At thirty-seven, I am still that girl on the inside left wondering. Only now I know "he" is the face of the longing, a symbol of what my heart aches for.
But this is not new to you. You know Jesus well, you know the reality of the curse (pining after Adam), you've counseled others, and you've had the courage to open your heart to the counsel of others (which can be life giving or taking in this arena!).
And today you are still left with the tender question, "Why? Why am I still alone?"
I don't know.
I only know that there is something to letting the heartache and confusion of those words rise.
Lately I find that it's when I shut down those questions and feelings and go inward to survive, the ache only shows up in anxious, wonky other ways making me miserable.
I have had the gamut of seasons in my singleness:
* Expectation when my heart felt he was just around the corner and I only had to hold out a little bit longer.
* Altar moments when I walked "my Isaac" to the throne room and laid him down, even marriage as an idol.
* "Reluctant Nun" moments where I've wondered if God is doing a new (or renewed) thing in our generation and setting some apart as His alone?
* Peaceful seasons where I am His and He is mine--single, married, mama or in-between is fine. I am fine.
* Quiet terror times when I veer into dark terrain, "What is it about me, deep within, that I don't have someone?"
* Time when I feel giddy, "Is this really happening?" when I've met someone and it feels like this could actually turn into something!? (Note: I have had only two official boyfriend/girlfriend dating relationships in my lifetime. The others were more like friends with potential or meetings from online dating, they were not very vested. These have led me into a kind of "calling forth" where Jesus has had me call my brothers out and believe I'm worth coming after. The last fifteen years has been this cycle in deepening degrees of obedience.).

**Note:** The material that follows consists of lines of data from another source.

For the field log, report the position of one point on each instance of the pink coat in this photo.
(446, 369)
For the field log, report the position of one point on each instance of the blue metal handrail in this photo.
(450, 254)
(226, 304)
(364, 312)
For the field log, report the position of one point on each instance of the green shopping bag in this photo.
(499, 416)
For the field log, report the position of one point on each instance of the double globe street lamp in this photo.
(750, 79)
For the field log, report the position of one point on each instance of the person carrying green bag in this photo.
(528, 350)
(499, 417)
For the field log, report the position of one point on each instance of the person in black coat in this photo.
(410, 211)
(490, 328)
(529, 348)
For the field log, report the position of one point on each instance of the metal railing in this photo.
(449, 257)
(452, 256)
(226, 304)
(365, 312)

*Then there was "John." He happened last October. Our relationship was a beautiful mess. We met online, I didn't think a lot of date 1. or date 2. Then date 3 felt different and something shifted in me (and him). He was divorced, a devoted Christian of 4 years, and had a little girl. I'm not sure how to sum it up, only that Susie Shaw showed up to relationship open and appropriately vulnerable. I wasn't asking, "Am I okay?" or looking for him to approve of me. I. just. offered. me. in. process. I was separate from him and in being separate more fully offering me and able to receive from him. I felt like in his presence I was discovering new things about myself. Good things (and not so good) but I was open to the learning with someone. Looking back I think this had a lot to do with where Jesus and I had walked prior but also John's willingness to be forthright in his affections and desire for more. It was 2 adults showing up, open to what was unfolding.

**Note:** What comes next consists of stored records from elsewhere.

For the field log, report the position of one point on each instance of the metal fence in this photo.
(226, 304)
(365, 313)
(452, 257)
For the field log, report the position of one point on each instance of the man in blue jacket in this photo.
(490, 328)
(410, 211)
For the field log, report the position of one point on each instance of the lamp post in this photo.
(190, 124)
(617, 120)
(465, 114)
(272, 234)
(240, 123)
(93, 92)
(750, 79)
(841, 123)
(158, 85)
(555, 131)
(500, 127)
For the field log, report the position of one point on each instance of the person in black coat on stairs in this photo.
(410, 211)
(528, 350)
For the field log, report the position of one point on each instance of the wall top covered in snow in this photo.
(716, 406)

Sadly, some unfortunate things came up early on in the dating relationship. It was soon evident the short lived relationship could not bear the weight, and it was over.

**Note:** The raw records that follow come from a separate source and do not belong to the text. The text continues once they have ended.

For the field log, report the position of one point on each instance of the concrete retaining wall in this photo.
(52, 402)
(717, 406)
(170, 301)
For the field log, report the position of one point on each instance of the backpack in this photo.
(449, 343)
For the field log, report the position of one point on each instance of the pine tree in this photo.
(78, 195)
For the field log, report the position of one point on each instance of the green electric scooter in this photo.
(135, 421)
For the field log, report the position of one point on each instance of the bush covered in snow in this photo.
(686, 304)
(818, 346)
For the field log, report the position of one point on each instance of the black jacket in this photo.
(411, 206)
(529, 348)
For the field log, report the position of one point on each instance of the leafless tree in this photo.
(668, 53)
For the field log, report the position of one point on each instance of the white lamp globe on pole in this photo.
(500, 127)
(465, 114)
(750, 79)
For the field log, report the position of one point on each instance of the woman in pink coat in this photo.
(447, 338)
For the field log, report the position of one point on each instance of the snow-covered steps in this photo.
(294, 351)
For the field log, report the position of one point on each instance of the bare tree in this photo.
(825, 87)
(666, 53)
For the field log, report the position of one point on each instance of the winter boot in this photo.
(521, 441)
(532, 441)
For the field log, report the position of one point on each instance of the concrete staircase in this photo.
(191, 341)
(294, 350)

And my heart broke open. Again. But it also celebrated something that felt new, leaving a relationship with hope that it could happen again. That I could meet someone pretty quick, share my life in Christ, and be met there (and it not be "too much").
And now here I am. I still am left with, "Lord, what was that?" but entering (ever so feebly) the place of trying not to "make sense" of it but live in the fragility of the longing. (I so quickly forget and try to get answers or dismiss the relationship's good).
Friend, there are still so many frayed edges, unsure of how it will ever come together to make a knit together whole? I get moments where I see the beauty but most often I only see in part.
I just started a book called, Revelations of a Single Woman: Loving the Life I Didn't Expect by Connally Gilliam. I like where she seems to be going. A friend gave it to me, you wrote, and I was asked to speak at a CRU event about it--funny how these things show up in waves.
I don't have answers only the labyrinth I am walking, we are walking it alongside each other. There are days I feel off course, even outside. Some days it feels more like a maze with dead ends and a puzzle to be solved. Then there are days I just put one foot in front of the other and trust each bend and turn and even steps that appear to move me away from the center, are working together to take me into the middle--the center of True Union.
I do still hope one day I marry and get to walk the rest of this out with a man who reminds me of that kind of love, but if not I will still end up at the same place--the center--
H O M E.
As I walk, I am settling into the life I didn't expect, the life I love, and the life I still ache for. The tensions seem right and true.
Hope this leaves you feeling some companionship along the way.